Speaker
Description
We analyze the effect of hydrodynamic fluctuations on normalized mixed harmonic cumulants ($nMHC$) [1,2] for the first time based on event-by-event simulations of high-energy heavy-ion collisions using an integrated model of an initial state model, stochastic causal fluctuating hydrodynamics, and a hadronic afterburner.
For the quantitative constraints on the transport properties of quark-gluon plasma (QGP) and the initial-state models, it is important to compare various flow correlations from dynamical models to data. Recently, $nMHC$ was shown to be useful in constraining theoretical models [3]. Meanwhile, we have shown that hydrodynamic fluctuations affect the longitudinal factorization ratio $r_n(\eta_a,\eta_b)$ [4] and can reproduce the experimental centrality dependence with initial longitudinal fluctuations [5]. However, it is non-trivial how the hydrodynamic fluctuations affect the constraints on the QGP properties through various flows and correlations.
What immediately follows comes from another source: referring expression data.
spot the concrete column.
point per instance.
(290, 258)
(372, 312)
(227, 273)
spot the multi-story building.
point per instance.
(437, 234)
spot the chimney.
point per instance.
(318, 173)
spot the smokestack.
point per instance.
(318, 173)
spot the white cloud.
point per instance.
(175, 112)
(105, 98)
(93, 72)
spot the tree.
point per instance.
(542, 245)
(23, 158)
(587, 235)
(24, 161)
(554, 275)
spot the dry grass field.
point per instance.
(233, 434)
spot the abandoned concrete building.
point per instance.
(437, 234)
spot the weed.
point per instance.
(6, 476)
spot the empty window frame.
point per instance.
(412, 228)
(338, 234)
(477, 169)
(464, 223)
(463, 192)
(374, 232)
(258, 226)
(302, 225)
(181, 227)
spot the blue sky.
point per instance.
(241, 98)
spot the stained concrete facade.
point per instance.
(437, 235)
In this talk, we investigate the effect of hydrodynamic fluctuations on $nMHC$ in $\sqrt{s_\mathrm{NN}}$=2.76 TeV Pb+Pb collisions. We combine the $\mathtt{TRENTo}$ initial conditions and the $\mathtt{UrQMD}$ afterburner used in Refs. [3,6] with relativistic fluctuating hydrodynamics $\mathtt{rfh}$ [6]. We first compare the results with and without hydrodynamic fluctuations and see the effect. We next consider different temperature dependencies of viscosity. We find that the hydrodynamic fluctuations tend to decrease $nMHC$, which is because they de-correlate initial correlations. In particular, $nMHC(v_2^2,v_3^2)$ is sensitive to the hydrodynamic fluctuations but almost insensitive to the viscosity. We also discuss the effect of the rapidity gap. We argue that $nMHC$ is useful for identifying the effect of hydrodynamic fluctuations and is a key to properly constraining the theoretical models.
[1] Zuzana Moravcova, Kristjan Gulbrandsen, You Zhou, Phys. Rev. C 103, 024913 (2021).
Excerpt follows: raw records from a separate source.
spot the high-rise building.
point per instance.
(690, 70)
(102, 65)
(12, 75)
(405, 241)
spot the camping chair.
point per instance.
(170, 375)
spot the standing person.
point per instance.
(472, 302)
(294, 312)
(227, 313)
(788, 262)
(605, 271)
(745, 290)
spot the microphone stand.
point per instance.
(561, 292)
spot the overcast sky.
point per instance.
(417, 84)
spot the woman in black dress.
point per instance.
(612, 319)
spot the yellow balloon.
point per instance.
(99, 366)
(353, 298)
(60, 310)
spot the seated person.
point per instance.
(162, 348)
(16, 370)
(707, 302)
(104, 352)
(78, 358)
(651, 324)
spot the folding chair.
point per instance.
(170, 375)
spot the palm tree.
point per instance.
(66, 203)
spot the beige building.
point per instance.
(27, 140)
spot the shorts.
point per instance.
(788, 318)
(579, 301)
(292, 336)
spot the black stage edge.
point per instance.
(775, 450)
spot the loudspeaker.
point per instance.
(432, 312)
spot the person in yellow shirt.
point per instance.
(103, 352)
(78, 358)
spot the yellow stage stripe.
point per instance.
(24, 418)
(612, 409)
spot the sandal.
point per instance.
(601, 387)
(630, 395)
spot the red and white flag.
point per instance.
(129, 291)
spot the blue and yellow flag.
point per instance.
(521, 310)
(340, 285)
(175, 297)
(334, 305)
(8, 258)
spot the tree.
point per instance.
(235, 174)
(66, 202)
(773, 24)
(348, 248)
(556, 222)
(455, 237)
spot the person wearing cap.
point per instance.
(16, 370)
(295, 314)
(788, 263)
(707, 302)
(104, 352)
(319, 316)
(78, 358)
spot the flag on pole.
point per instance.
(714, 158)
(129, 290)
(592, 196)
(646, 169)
[2] S. Acharya et al. (ALICE), Phys. Lett. B 818, 136354 (2021).
[3] M. Li, Y. Zhou, W. Zhao, B. Fu, Y. Mou, and H. Song, Phys. Rev. C 104, 024903 (2021).
[4] Azumi Sakai, Koichi Murase, Tetsufumi Hirano, Phys. Rev. C 102, 064903 (2020).
[5] Azumi Sakai, Koichi Murase, Tetsufumi Hirano, Phys. Lett. B 829, 137053 (2022).
[6] Kazuhisa Okamoto and Chiho Nonaka, Phys. Rev. C 98, no.5, 054906 (2018).
[7] Koichi Murase, Ph. D. thesis (University of Tokyo), (2015).